By the start of 2000, a total of some 2,445 million tonnes of oil and 1410 billion cubic metres (bcm) of gas had been produced from UK fields. Despite the maturity of the United Kingdom and its Continental Shelf as a petroleum province, there was still potential for further activity in both mature and frontier areas. The Government was keen to maximise the economic level of exploration and development so that additional oil and gas reserves could be proved and developed to replace those that were being depleted. The 'Brown Book', the Department of Trade and Industry's annual report on the development of oil and gas resources, provides estimates of the discovered recoverable reserves, potential additional reserves and undiscovered recoverable reserves for both oil and gas.
Legislative framework for Licences: The Petroleum Act 1998, which consolidated a number of provisions previously contained in five separate pieces of primary legislation (including the Petroleum (Production) Act 1934), vests ownership of oil and gas within Great Britain and its territorial sea in the Crown and gives the Government rights to grant licences to explore for, and exploit, these resources, and those on the UK Continental Shelf (UKCS). The designated area of the UKCS has been refined over the years by a series of designations under the Continental Shelf Act 1964, following the conclusion of boundary agreements with neighbouring states, the most recent being the agreement reached with the Faroe Islands in May 1999.
Regulations re-enacted under the 1998 Act set out how applications for licences may be made and specify the Model Clauses to be incorporated into the licences.
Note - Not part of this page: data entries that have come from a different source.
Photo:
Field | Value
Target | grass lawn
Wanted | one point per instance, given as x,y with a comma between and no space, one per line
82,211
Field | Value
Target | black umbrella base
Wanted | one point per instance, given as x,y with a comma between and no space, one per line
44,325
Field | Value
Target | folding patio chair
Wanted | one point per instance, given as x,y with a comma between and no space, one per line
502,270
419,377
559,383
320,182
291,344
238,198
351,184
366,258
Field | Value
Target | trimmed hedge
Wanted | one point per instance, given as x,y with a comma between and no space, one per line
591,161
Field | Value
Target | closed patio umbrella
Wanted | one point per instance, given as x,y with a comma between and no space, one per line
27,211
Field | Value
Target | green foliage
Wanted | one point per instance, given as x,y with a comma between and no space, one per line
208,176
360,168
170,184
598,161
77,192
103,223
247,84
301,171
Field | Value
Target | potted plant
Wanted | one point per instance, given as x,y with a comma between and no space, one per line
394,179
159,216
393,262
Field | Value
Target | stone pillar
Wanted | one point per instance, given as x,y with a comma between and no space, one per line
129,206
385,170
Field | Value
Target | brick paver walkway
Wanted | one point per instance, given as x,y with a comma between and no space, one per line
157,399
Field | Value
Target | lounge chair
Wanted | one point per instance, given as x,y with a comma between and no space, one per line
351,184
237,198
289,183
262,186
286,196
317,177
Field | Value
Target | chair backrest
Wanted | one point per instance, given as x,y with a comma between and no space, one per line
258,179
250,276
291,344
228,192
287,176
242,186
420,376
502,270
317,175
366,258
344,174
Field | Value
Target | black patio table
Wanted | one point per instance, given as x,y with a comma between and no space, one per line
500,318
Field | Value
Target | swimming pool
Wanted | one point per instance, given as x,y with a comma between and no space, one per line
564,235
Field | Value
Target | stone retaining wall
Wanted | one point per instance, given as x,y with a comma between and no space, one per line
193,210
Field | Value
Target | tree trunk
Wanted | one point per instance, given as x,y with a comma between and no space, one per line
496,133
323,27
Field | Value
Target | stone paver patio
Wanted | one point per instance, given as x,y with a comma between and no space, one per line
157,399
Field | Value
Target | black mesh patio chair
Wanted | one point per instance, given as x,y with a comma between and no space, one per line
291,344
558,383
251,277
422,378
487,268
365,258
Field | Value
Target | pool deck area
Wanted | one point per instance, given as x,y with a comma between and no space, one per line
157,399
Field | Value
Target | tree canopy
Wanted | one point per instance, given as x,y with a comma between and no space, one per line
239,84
The regulations currently in force are the Petroleum (Production) (Seaward Areas) Regulations 1988 as amended by the Petroleum (Production) (Seaward Areas) Amendment Regulations 1990, 1992, 1995 and 1996 for offshore licences; and the Petroleum (Production) (Landward Areas) Regulations 1995 for onshore licences.
All applications for production licences are assessed against the same criteria. Decisions about licence awards take account of the applicant's financial, technical and environmental capabilities as well as the geological rationale for the application, and the proposed work programme that will be carried out in the event of a licence being granted.
Licence Types: The terms of licences vary according to whether they cover Seaward or Landward areas. The terms, duration and relinquishment requirements, as set out in the licensing regulations, vary between Licensing Rounds and are dependent on the amount of exploration and development that has already taken place in the area of the acreage on offer. Whilst applications for Landward and Seaward Licences are assessed on the basis of the same criteria, the respective licensing rounds are held separately.